Off the coast of Iran is the 21-mile-wide Strait of Hormuz between the Persian Gulf and the Gulf of Oman. About 20 percent of the world’s total global production—oil from Kuwait, Iraq, and Saudi Arabia—passes through the strait on a daily basis and could easily be disrupted by a war with Iran. If the Strait of Hormuz gets attacked by missile fire or irregular naval warfare, the effect on global oil prices would be apocalyptic.

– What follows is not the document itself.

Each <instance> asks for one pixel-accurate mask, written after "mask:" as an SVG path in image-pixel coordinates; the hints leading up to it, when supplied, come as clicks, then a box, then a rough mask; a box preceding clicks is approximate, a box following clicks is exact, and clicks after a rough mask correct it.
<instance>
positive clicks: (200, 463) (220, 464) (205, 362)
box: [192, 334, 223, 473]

I’m generally sanguine about the trend toward higher oil prices, but this kind of supply shock would be disastrous for the world economy. The fundamental issue is that the short-term price elasticity is low. Over the long term, people react to changes in gasoline prices by purchasing more fuel-efficient vehicles or by living someplace where they drive less. But the existing stock of cars gets replaced on a slow schedule, and the existing stock of buildings on an even slower one. So in the short term, people’s natural inclination is to respond to a small increase in the price of gasoline by consuming roughly the same amount of gas and cutting back on other things. It’s simpler to save money by switching from beef to chicken than to reduce fuel consumption. But when prices rise because of a disruption in supply, consumption has to fall. There simply isn’t enough oil to go around.

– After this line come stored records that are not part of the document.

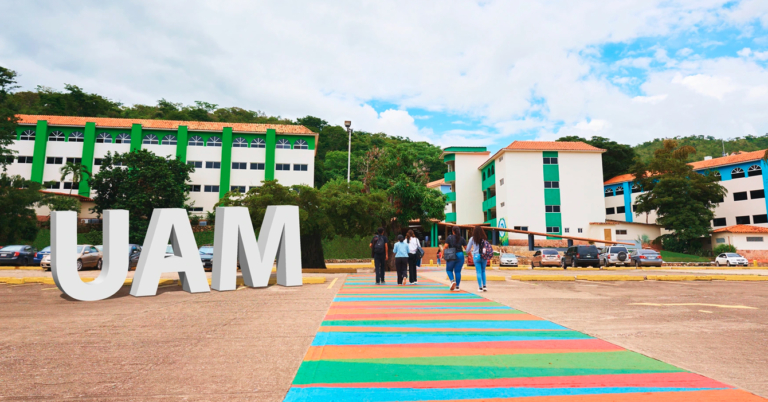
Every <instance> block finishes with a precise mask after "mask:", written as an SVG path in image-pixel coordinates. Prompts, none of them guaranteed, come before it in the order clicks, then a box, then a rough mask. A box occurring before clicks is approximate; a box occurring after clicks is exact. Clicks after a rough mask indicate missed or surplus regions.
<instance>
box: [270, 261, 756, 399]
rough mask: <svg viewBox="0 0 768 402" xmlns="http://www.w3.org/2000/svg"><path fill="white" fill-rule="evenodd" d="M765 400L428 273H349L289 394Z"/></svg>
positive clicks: (448, 396) (334, 397)
mask: <svg viewBox="0 0 768 402" xmlns="http://www.w3.org/2000/svg"><path fill="white" fill-rule="evenodd" d="M512 400H515V401H518V400H519V401H526V402H545V401H546V402H560V401H563V402H566V401H600V402H604V401H649V402H668V401H698V402H712V401H729V402H733V401H765V399H763V398H760V397H758V396H755V395H753V394H751V393H749V392H746V391H743V390H739V389H736V388H734V387H731V386H729V385H726V384H723V383H720V382H718V381H715V380H712V379H709V378H707V377H703V376H701V375H698V374H694V373H690V372H687V371H685V370H682V369H680V368H677V367H675V366H672V365H669V364H666V363H664V362H660V361H658V360H654V359H651V358H649V357H646V356H643V355H641V354H639V353H635V352H630V351H628V350H626V349H624V348H621V347H619V346H616V345H613V344H611V343H608V342H606V341H603V340H600V339H597V338H593V337H591V336H589V335H586V334H583V333H581V332H577V331H573V330H570V329H568V328H565V327H563V326H560V325H557V324H555V323H553V322H549V321H546V320H543V319H541V318H539V317H536V316H533V315H530V314H527V313H524V312H522V311H519V310H515V309H513V308H510V307H507V306H504V305H501V304H499V303H496V302H493V301H490V300H488V299H485V298H483V297H480V296H476V295H474V294H471V293H465V292H450V291H448V289H447V288H446V286H445V285H442V284H439V283H436V282H432V281H427V280H425V279H424V278H420V281H419V284H418V285H415V286H397V285H396V280H395V279H394V277H390V276H387V284H386V285H384V286H377V285H375V284H374V277H373V275H372V274H371V275H351V276H349V277H348V278H347V280H346V282H345V283H344V286H343V287H342V289H341V290H340V291H339V294H338V295H337V296H336V298H335V299H334V301H333V303H332V305H331V307H330V309H329V311H328V314H327V315H326V317H325V320H324V321H323V323H322V325H321V327H320V329H319V330H318V333H317V335H316V336H315V339H314V341H313V342H312V345H311V346H310V348H309V351H308V352H307V355H306V356H305V358H304V362H303V363H302V364H301V367H300V368H299V371H298V373H297V374H296V378H295V379H294V381H293V385H292V386H291V389H290V390H289V391H288V394H287V395H286V397H285V401H290V402H293V401H349V402H360V401H375V402H383V401H495V402H500V401H512Z"/></svg>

That means enormous price spikes. These work in two ways. One is that a sufficiently drastic shift in prices will lead people to undertake disruptive changes in their personal behavior. The other is that unemployment is a major fuel economizer. When households cut back on restaurant meals because all their income is going to gasoline, waitresses get laid off. When you don’t have a job, suddenly you’re not commuting, and energy consumption falls. Similarly, a collapse in factory orders means fewer and lighter trucks are on the road delivering goods. A severe recession and a major decline in the per capita level of economic activity, in other words, is the only way for the world economy to adapt to a sudden reduction in fuel quantity.
These are probabilities worth speculating over. It’s true that, absent speculation, the mere possibility of a future war wouldn’t cause oil prices to fluctuate wildly. But blaming speculators rather than the underlying geopolitics is a perverse form of shooting the messenger. The moral for politicians ought to be that in addition to the major national-security issues, the ongoing confrontation with Iran has important economic implications. As the speculators are telling us, disruptions in the availability of Iranian oil to world markets would be costly for the American economy, and broader disruptions in the Persian Gulf would be disastrous.